BLINDING NEUROTROPHIC KERATITIS
A 12-year-old girl had a history of a few transient episodes of redness in her left eye when she was younger that had cleared spontaneously. The patient presented in 2018 with more persistent redness and severe vision loss associated with neurotrophic keratitis and a corneal ulcer. The underlying cause was presumed to be reactivation of previously dormant herpes simplex keratitis.
On examination, the patient’s BCVA was 20/15 OD and hand motions OS. A 4.5 x 5.5-mm central epithelial defect was present in the left eye. The defect was a shallow saucer-shaped depression with rolled epithelial edges that implied chronicity. Greyish anterior stromal haze was observed. The conjunctival vessels of the left eye were hyperemic with perilimbal flush.

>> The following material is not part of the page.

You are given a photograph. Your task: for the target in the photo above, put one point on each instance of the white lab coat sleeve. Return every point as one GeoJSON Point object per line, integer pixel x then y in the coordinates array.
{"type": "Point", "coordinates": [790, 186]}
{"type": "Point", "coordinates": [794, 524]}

The left cornea was completely anesthetic, so the patient was not experiencing pain or discomfort. Testing with a Cochet-Bonnet esthesiometer demonstrated normal corneal sensation in the right eye and a complete absence of sensation in the cornea of the left eye.
The deep tendon reflexes were intact. Both eyes were moist, and Schirmer testing demonstrated greater than 25 mm of wetting by 5 minutes. The eyelids were normal and able to close completely. The anterior chamber of the left eye showed modest flare but no visible cellular reaction.
The epithelial ulcer did not appear to be actively infected. Cultures were negative for herpes simplex virus, bacteria, and fungus. The patient was treated empirically for 10 days with topical antibiotics combined with oral valacyclovir to cover occult infectious possibilities.
The ulcer progressed during the next 2 months despite all therapeutic attempts to heal it (Figure 1). Conventional treatment, including preservative-free ocular lubricants, autologous serum, a therapeutic bandage contact lens, cryopreserved and dehydrated amniotic membrane transplantation, and extended pressure patch occlusion therapy, all failed.
A REQUEST FOR EXPANDED ACCESS
Permanent blindness in the patient’s left eye and loss of the eye were real possibilities. I recalled hearing that promising results with cenegermin as a treatment for neurotrophic keratitis were being reported in Europe. I contacted Dompé to request compassionate use of the drug and petitioned the FDA for expanded access for my patient. The request included detailed medical information about the patient, an explanation of why the request was necessary, a proposed plan of treatment, and the patient’s signed consent.
Dompé agreed to provide the medication at no cost. While we waited for it to arrive, a temporary suture tarsorrhaphy was performed to protect and stabilize the globe. The patient continued a regimen of oral valacyclovir, doxycycline, and vitamin C. Four weeks later, the cenegermin arrived. The patient was instructed to instill the solution six times per day for the next 8 weeks.
With the combination of cenegermin therapy and tarsorrhaphy, the corneal ulcer finally began to heal. The tarsorrhaphy was removed, and the epithelium remained intact and smooth (Figures 2 and 3).
The patient currently enjoys good vision in the left eye and has not experienced a recurrence of the hyperemia, neurotrophic keratitis, or corneal ulcer. Not only did Dompé help this patient, but the success of treatment in this case helped the company obtain FDA approval for cenegermin, including for the treatment of pediatric patients.